Part of the 600m of secret inter-connecting tunnels 65m under Moscow.

 

A clandestine operation was conducted each night. Hundreds of worked were shipped into Taganskaya on, what was ostensibly, the last train for the day, to construct the bunker and undertake technical installations. At dawn the workers were simply shipped out on, what appeared to the general populous, the first trains for the day. And, the conclusion drawn from analysis of data captured by the spy planes was that the rubble being carried away was just from the renovations of the Station.

After about 40 years in 1995 and with the end of the Cold War the Command Point was decommissioned and closed.

In 2006 a Russian company paid the equivalent of $AUD20 million for the derelict, dusty and cobweb infested network of tunnels, out of date land line and radio communications systems, storage rooms, old supplies and, interestingly, stores of weapons.

A visitor is fitted out with replica survival gear from the bunker’s early days

 

Now known as Bunker 42 it is accessed by tourists via a nondescript doorway adjacent to a once school building. If you are up to it you can descend 288 steps or catch a high speed lift down to the bunker. After being met by guides decked out in KGB uniforms visitors are taken on a tour the telecommunications centre more or less how it appeared in its heyday. Documentary films of the era can be viewed.
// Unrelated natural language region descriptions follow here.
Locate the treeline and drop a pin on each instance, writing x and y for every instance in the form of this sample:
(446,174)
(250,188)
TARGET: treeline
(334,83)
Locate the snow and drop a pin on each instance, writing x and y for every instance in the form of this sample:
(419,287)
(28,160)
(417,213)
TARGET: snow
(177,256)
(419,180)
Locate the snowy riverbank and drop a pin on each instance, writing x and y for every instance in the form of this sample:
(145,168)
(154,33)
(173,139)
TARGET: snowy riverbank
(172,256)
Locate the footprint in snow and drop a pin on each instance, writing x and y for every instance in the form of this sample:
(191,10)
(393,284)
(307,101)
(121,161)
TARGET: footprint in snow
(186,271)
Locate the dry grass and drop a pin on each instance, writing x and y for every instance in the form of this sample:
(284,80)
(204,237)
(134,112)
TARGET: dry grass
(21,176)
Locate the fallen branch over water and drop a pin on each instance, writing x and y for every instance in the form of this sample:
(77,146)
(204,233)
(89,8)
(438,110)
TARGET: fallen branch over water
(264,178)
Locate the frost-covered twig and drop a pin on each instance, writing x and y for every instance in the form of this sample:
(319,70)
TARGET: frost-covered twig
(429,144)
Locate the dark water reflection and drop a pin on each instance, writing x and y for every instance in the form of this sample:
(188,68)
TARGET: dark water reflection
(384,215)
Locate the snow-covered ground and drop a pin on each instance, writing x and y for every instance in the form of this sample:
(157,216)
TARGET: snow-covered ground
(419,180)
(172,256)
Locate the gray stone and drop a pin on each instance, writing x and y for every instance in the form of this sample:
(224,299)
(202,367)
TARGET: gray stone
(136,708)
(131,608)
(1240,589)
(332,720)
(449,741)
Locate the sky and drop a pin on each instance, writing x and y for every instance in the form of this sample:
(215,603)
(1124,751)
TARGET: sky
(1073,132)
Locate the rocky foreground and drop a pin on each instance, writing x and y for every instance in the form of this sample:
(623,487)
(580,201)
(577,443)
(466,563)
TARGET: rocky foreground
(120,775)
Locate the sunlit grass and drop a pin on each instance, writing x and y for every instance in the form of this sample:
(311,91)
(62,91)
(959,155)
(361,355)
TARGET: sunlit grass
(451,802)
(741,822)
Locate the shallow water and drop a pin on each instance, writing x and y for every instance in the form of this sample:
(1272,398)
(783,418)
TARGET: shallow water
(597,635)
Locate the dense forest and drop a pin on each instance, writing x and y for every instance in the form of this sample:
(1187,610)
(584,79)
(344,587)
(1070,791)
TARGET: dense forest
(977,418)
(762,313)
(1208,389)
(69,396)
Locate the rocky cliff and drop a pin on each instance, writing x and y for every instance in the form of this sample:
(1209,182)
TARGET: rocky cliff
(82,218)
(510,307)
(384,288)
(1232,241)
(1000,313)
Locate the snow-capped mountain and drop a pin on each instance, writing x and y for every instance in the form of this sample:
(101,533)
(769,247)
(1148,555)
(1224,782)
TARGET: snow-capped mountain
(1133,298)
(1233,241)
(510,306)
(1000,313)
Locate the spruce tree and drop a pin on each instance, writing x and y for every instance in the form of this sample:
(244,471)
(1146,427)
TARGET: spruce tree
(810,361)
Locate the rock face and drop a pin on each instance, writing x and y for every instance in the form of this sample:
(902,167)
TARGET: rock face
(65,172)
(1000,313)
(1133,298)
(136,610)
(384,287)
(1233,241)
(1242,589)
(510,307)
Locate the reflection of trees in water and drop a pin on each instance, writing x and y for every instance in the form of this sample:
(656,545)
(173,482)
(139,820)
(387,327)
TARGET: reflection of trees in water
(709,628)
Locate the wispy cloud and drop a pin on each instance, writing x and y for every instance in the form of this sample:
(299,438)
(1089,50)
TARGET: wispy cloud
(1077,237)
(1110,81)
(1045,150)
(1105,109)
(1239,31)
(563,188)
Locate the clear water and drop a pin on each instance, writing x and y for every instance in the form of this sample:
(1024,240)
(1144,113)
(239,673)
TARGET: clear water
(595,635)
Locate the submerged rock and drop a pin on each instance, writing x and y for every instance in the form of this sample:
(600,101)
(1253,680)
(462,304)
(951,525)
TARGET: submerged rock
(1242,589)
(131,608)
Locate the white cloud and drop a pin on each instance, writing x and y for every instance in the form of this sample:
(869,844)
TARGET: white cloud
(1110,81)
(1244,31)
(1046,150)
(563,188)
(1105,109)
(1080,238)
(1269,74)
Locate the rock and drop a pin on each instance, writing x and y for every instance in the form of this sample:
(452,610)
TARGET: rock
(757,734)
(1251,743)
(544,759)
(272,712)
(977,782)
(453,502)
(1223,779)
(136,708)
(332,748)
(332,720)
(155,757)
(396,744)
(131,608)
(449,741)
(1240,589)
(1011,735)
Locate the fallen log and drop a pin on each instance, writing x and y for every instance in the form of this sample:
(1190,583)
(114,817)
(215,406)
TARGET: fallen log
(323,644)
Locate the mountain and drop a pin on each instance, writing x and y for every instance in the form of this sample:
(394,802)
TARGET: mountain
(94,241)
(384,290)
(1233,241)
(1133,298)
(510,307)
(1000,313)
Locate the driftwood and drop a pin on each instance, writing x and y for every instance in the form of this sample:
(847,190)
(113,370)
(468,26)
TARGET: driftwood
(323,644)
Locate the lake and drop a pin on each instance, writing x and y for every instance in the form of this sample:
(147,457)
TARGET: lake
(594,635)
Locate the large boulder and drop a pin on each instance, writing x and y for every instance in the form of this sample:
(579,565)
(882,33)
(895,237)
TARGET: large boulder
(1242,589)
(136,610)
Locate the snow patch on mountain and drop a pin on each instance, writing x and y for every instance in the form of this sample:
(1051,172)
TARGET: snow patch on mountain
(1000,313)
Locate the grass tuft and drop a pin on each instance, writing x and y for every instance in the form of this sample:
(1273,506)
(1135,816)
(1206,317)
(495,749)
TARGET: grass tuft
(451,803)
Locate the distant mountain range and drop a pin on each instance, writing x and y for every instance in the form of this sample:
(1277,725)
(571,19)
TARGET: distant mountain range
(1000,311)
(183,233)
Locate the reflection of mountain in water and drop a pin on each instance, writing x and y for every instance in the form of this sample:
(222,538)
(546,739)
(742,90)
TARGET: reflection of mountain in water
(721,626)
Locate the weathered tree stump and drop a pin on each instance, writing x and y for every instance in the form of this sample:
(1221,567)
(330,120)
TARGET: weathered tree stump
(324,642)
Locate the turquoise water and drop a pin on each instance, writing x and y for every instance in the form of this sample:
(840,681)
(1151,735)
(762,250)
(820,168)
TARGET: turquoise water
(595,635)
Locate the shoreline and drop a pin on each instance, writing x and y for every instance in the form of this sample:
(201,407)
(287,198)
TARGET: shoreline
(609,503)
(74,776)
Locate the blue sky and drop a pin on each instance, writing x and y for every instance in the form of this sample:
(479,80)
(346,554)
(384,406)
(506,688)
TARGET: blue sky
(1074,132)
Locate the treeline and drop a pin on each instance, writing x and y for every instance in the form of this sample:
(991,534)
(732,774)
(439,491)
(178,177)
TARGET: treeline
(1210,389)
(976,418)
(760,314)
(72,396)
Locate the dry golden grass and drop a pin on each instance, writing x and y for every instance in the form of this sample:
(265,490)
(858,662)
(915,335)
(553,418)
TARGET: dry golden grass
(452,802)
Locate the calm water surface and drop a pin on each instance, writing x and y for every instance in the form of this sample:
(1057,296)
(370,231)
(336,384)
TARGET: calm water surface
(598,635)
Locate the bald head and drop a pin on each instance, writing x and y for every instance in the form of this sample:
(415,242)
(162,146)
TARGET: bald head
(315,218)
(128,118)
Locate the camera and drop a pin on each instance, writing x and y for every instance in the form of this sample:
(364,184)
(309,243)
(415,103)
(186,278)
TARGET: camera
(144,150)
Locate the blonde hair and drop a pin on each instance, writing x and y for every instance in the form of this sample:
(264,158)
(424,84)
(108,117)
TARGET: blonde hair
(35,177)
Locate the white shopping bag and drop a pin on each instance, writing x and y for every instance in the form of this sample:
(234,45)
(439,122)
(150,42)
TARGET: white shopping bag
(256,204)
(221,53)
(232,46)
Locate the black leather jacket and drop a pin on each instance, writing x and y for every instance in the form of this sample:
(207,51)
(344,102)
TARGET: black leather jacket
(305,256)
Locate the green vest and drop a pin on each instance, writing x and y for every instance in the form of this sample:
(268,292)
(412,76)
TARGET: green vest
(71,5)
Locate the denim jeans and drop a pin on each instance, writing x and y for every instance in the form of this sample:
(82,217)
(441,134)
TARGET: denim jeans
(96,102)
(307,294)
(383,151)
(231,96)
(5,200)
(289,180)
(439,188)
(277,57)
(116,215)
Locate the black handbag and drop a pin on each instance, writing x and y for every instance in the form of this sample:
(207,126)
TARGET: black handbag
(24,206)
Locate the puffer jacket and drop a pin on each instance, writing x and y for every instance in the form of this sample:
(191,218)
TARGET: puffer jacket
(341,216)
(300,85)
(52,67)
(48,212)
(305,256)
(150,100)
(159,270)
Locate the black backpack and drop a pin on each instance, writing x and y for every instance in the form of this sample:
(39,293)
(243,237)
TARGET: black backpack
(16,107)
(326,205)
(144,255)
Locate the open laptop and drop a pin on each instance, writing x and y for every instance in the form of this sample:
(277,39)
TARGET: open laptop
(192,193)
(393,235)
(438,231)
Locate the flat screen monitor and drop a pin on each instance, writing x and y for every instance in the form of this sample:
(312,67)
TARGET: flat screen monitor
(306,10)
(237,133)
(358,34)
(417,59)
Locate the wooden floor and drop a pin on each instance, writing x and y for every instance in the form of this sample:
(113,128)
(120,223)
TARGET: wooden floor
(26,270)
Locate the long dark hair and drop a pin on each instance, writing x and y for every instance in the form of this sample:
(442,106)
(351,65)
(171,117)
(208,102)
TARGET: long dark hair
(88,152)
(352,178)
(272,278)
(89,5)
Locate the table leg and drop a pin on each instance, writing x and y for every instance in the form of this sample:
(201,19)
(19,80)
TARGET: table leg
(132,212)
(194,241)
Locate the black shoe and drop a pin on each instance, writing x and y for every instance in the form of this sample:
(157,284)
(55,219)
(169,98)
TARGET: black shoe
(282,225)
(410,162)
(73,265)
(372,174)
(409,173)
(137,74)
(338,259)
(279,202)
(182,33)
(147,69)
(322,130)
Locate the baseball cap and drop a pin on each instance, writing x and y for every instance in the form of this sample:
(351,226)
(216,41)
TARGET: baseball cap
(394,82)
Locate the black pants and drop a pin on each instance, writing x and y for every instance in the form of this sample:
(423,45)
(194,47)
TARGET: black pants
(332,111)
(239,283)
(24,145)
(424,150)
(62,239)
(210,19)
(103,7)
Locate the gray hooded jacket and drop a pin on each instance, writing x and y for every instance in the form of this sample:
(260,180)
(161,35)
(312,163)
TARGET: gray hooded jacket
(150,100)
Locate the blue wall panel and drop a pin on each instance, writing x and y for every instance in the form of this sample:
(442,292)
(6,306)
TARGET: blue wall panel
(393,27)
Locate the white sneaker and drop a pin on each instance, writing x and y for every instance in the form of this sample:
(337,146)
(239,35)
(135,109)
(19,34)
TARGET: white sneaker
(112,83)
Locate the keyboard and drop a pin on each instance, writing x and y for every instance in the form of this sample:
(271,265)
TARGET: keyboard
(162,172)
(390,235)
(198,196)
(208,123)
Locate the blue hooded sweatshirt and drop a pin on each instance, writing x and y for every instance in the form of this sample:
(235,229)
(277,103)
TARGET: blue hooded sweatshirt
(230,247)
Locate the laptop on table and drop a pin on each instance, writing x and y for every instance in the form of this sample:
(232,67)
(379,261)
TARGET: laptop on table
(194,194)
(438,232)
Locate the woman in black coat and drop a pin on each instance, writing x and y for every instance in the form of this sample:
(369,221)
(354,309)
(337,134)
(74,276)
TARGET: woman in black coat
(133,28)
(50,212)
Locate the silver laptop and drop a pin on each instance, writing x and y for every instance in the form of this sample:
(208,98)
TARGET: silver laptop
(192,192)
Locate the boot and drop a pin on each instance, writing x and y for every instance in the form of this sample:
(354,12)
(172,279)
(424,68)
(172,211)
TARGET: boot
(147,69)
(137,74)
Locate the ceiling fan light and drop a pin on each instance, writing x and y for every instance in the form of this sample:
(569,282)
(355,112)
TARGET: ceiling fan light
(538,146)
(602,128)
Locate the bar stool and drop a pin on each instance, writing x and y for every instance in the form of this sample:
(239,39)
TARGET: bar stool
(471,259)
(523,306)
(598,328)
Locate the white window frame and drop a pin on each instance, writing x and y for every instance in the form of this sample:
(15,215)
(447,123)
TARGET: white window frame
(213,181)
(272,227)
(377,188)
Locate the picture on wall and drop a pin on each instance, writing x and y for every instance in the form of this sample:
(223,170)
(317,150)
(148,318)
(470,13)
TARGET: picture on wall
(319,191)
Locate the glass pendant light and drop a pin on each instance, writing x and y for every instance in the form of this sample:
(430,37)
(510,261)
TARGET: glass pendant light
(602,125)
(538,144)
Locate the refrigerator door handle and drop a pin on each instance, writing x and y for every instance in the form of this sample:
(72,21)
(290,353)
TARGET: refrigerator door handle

Particular note should be taken of the contradictory posters displayed on the walls with messages that describe Bunker 42 as “a symbol of the greatness of our Motherland…” at variance with “a memory of armament race futility…”.

To really get into the mood tourists can dress up in KGB uniforms and carry an AK47 or other decommissioned armament for souvenir photos.

Entry tickets (approximately $AUD35) need to be pre-purchased on the www.bunker42.com website.

Taganskaya Railway Station, Moscow: the West trickedinto not knowing what was going on below.